Geschichte der Kartographie

Einleitung

Die Faszination und das Interesse für unsere Erde ist von jeher Gegenstand der Wissenschaft. Höhlenmalereien sowie Darstellungen auf Knochen und anderen Artefakten wurden zuerst als rein künstlerische Darstellungen betrachtet. Neueste Forschungen zeigen, dass diese Zeichnungen meist Karten von Routen, Jagdgebieten, Flüssen oder Sternbildern waren.

Ein rund 3 m großes Wandbild, welches Gebäude und einen Vulkan zeigt, wurde 1963 in Anatolien gefunden. Die Karte wurde datiert auf 6100 – 6300 v. Chr. und ist somit eine der ältesten Karten. Auch von den alten Ägyptern ist bekannt, dass sie Karten auf Papyrus erstellten. Allerdings existieren heute nur wenige dieser Karten, aufgrund der schlechten Haltbarkeit von Papyrus.

Oftmals sind es die einzelnen Karten selbst, die berühmter wurden als ihre Ersteller. Viele Kartographen wurden erst nach ihrem Tod berühmt nachdem eine ihrer Karten als Meisterwerk anerkannt wurde, weil diese einen herausragenden Beitrag zu Wissenschaft und Kunst geliefert hat. Andere Kartographen wurden zu Lebzeiten berühmt und bekamen weitere Auträge von Adel oder Entdeckern, wodurch sie weitere herausragende Werke produzieren konnten. Und wieder andere erstellten eine berühmte Karte und verschwanden dann für immer.
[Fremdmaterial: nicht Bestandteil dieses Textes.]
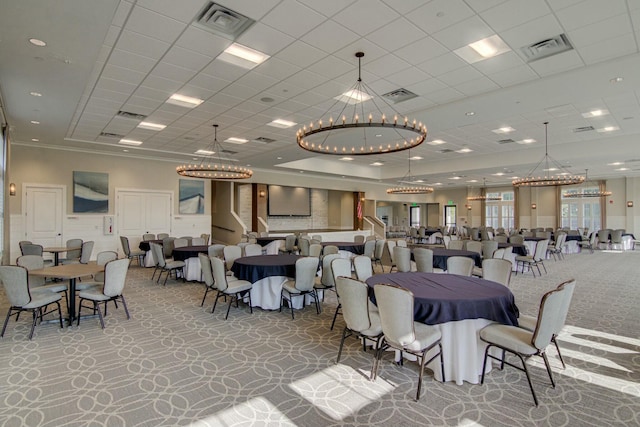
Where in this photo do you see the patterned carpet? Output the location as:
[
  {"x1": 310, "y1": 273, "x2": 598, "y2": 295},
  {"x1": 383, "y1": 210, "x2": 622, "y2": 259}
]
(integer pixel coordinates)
[{"x1": 0, "y1": 251, "x2": 640, "y2": 427}]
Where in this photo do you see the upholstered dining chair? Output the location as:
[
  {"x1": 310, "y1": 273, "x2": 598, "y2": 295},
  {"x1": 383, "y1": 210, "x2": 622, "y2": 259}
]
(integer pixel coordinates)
[
  {"x1": 479, "y1": 282, "x2": 566, "y2": 406},
  {"x1": 0, "y1": 265, "x2": 63, "y2": 340},
  {"x1": 336, "y1": 276, "x2": 383, "y2": 378},
  {"x1": 353, "y1": 255, "x2": 373, "y2": 282},
  {"x1": 371, "y1": 284, "x2": 445, "y2": 401},
  {"x1": 209, "y1": 258, "x2": 253, "y2": 320},
  {"x1": 482, "y1": 258, "x2": 512, "y2": 286},
  {"x1": 280, "y1": 257, "x2": 320, "y2": 319},
  {"x1": 447, "y1": 256, "x2": 475, "y2": 276},
  {"x1": 518, "y1": 279, "x2": 576, "y2": 368},
  {"x1": 77, "y1": 258, "x2": 131, "y2": 329},
  {"x1": 413, "y1": 248, "x2": 433, "y2": 273}
]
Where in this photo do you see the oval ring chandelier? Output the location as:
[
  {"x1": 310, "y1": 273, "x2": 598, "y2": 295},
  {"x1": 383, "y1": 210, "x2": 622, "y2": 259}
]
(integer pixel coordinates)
[
  {"x1": 176, "y1": 125, "x2": 253, "y2": 181},
  {"x1": 296, "y1": 52, "x2": 427, "y2": 156}
]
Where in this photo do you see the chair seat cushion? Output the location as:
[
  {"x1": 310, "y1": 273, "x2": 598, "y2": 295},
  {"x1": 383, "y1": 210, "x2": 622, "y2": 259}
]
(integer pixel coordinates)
[
  {"x1": 480, "y1": 323, "x2": 538, "y2": 356},
  {"x1": 518, "y1": 315, "x2": 538, "y2": 331},
  {"x1": 224, "y1": 279, "x2": 253, "y2": 294}
]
Im folgenden Beitrag erfährst du chronologisch von wichtigen kartographischen Ereignissen und von den ersten Karten, die geschichtlich eine wichtige Rolle spielten.

Kartographie und Kartenerstellung des Altertums

Die Gelehrten Griechenlands halfen der Kartographie um als echte Wissenschaft Anerkennung zu finden. Beispielsweise hatten Ptolemäus, Herodot oder Eratosthenes bedeutenden Einfluss in der Erforschung der westlichen Welt. Sie studierten die Größe und Gestalt der Erde, ihre Klimazonen sowie die bewohnbaren Gebieten unseres Planeten. So war es Eratosthenes, der der Geographie und damit einhergehend, der Kartographie den Weg bereitete.

Eratosthenes

Vater der Geographie

Bild von Eratosthenes
Eratosthenes – Vater der Geographie

Eratosthenes von Kyrene war ein griechische Universalgelehrter. Er war rund ein halbes Jahrhundert als Leiter der Bibliothek von Alexandria eingesetzt, welche damals als die bedeutendste Bibliothek der Antike galt. Dadurch hatte er Zugang zu allen wichtige Werken und er hatte ideale Arbeitsbedingungen, wodurch er sich als Mathematiker, Astronom, Historiker, Philologe, Philosoph und Dichter betätigte.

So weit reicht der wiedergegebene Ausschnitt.